Continuing through September 13, 2014
Longtime Phoenix artists and friends Larry Kornegay and Bill Timmerman share an aesthetic of “do more with less” — Kornegay through found-object and cast concrete sculptures and Timmerman through modestly scaled, atmospheric black-and-white photographs.
Kornegay’s work is the more whimsical in the way that it re-imagines mundane objects and simple building materials. In “Rock, Paper, Scissors” the charming conceit is an oval gray rock, an oval wad of paper and what appears to be a rusted industrial blade grouped like museum artifacts inside a three-sided frame. “Le Collezioni” hangs from the ceiling, almost like a tasseled lamp, with a confection of primitive ceramic heads, slices of cactus skeleton, and a Sponge Bob toy, all draped with dog-tag chains. In “Knob Bowl,” glass door knobs appear jewel-like embedded in a cast concrete bowl.

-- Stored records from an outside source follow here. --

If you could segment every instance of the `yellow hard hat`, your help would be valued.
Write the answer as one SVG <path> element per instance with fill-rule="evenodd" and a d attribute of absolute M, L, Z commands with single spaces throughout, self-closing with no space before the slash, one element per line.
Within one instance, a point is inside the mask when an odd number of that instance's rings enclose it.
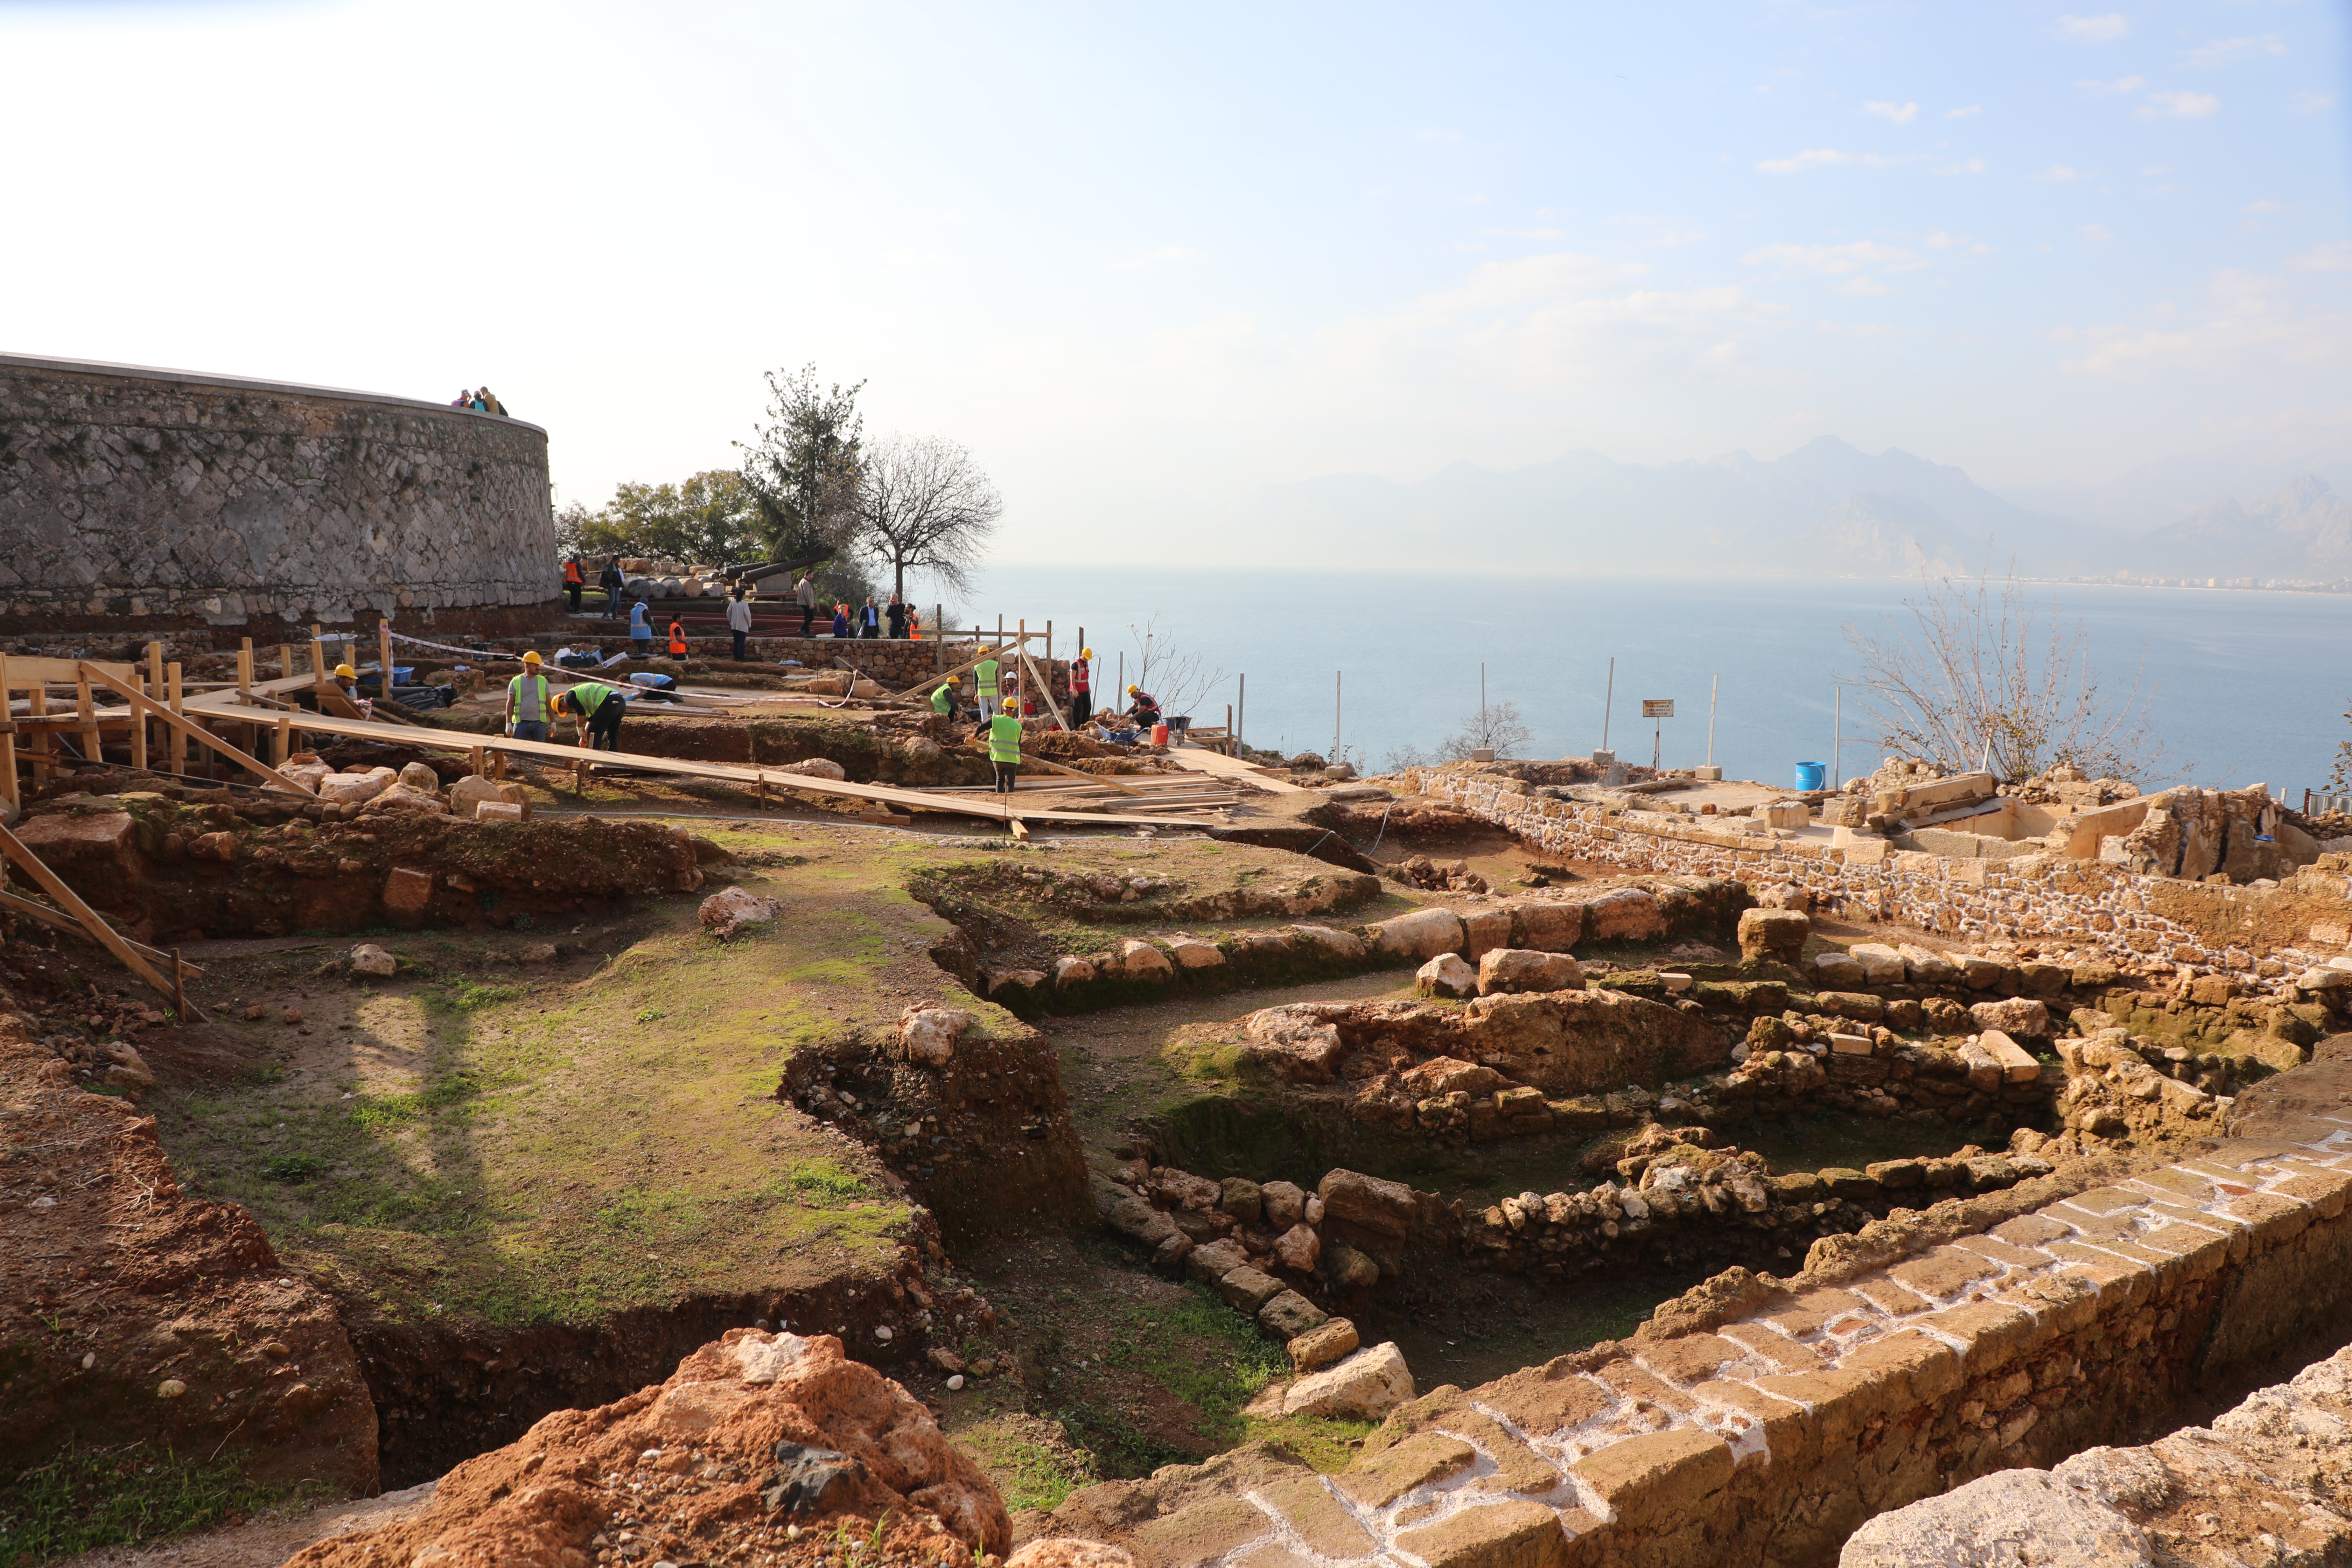
<path fill-rule="evenodd" d="M 533 648 L 529 653 L 523 655 L 522 661 L 525 664 L 540 664 L 545 662 L 539 657 L 539 650 L 537 648 Z"/>
<path fill-rule="evenodd" d="M 1092 658 L 1094 656 L 1095 650 L 1090 647 L 1082 647 L 1078 649 L 1078 657 L 1080 658 Z"/>
<path fill-rule="evenodd" d="M 1134 696 L 1137 692 L 1139 692 L 1139 691 L 1140 691 L 1140 690 L 1142 690 L 1142 689 L 1143 689 L 1143 688 L 1141 688 L 1140 686 L 1130 686 L 1130 687 L 1129 687 L 1129 688 L 1127 689 L 1127 694 L 1128 694 L 1129 697 L 1132 697 L 1132 696 Z"/>
<path fill-rule="evenodd" d="M 335 666 L 335 679 L 338 679 L 338 680 L 357 680 L 359 678 L 360 678 L 360 672 L 359 672 L 358 670 L 356 670 L 356 669 L 353 669 L 350 665 L 348 665 L 348 664 L 339 664 L 339 665 Z"/>

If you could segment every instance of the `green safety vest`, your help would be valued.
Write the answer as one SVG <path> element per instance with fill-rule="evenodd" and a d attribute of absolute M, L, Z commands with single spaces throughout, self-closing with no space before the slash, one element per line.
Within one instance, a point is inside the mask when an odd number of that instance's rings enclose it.
<path fill-rule="evenodd" d="M 523 685 L 526 680 L 531 683 L 528 688 Z M 547 677 L 518 675 L 507 682 L 507 695 L 514 700 L 516 723 L 547 722 Z"/>
<path fill-rule="evenodd" d="M 1021 721 L 1010 713 L 999 713 L 988 721 L 988 760 L 992 763 L 1017 763 L 1021 760 Z"/>
<path fill-rule="evenodd" d="M 612 696 L 611 687 L 599 686 L 593 680 L 583 680 L 572 689 L 572 703 L 580 710 L 580 717 L 583 719 L 604 706 Z"/>
<path fill-rule="evenodd" d="M 992 658 L 982 659 L 980 668 L 971 672 L 971 678 L 975 683 L 974 689 L 982 697 L 995 696 L 996 678 L 1003 673 L 1003 665 Z"/>
<path fill-rule="evenodd" d="M 942 686 L 937 691 L 932 692 L 931 711 L 934 713 L 954 712 L 955 692 L 945 686 Z"/>

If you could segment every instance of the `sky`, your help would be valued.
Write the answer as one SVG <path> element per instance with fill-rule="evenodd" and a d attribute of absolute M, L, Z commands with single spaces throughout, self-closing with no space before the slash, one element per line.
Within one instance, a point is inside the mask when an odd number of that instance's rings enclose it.
<path fill-rule="evenodd" d="M 1011 561 L 1578 448 L 1834 434 L 2037 493 L 2340 459 L 2346 35 L 2321 0 L 0 0 L 0 351 L 487 383 L 591 505 L 730 466 L 813 363 L 967 446 Z"/>

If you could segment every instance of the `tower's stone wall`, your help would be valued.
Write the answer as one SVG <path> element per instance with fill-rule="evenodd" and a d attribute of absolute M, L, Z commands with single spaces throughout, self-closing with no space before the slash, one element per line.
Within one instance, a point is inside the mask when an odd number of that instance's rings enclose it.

Timmerman is equally intent on mining ordinary objects and ordinary scenes of the West to elicit contemplation. His mastery of composition is evident in a work like “Black Sign, New Mexico,” with its silhouetted image against ethereal clouds, perhaps to evoke isolation or aimlessness. Similarly, “Abandoned Pump House” shows just that, but the visual interest lies in the simple lines that bisect planes in this stripped-down yet elegant composition.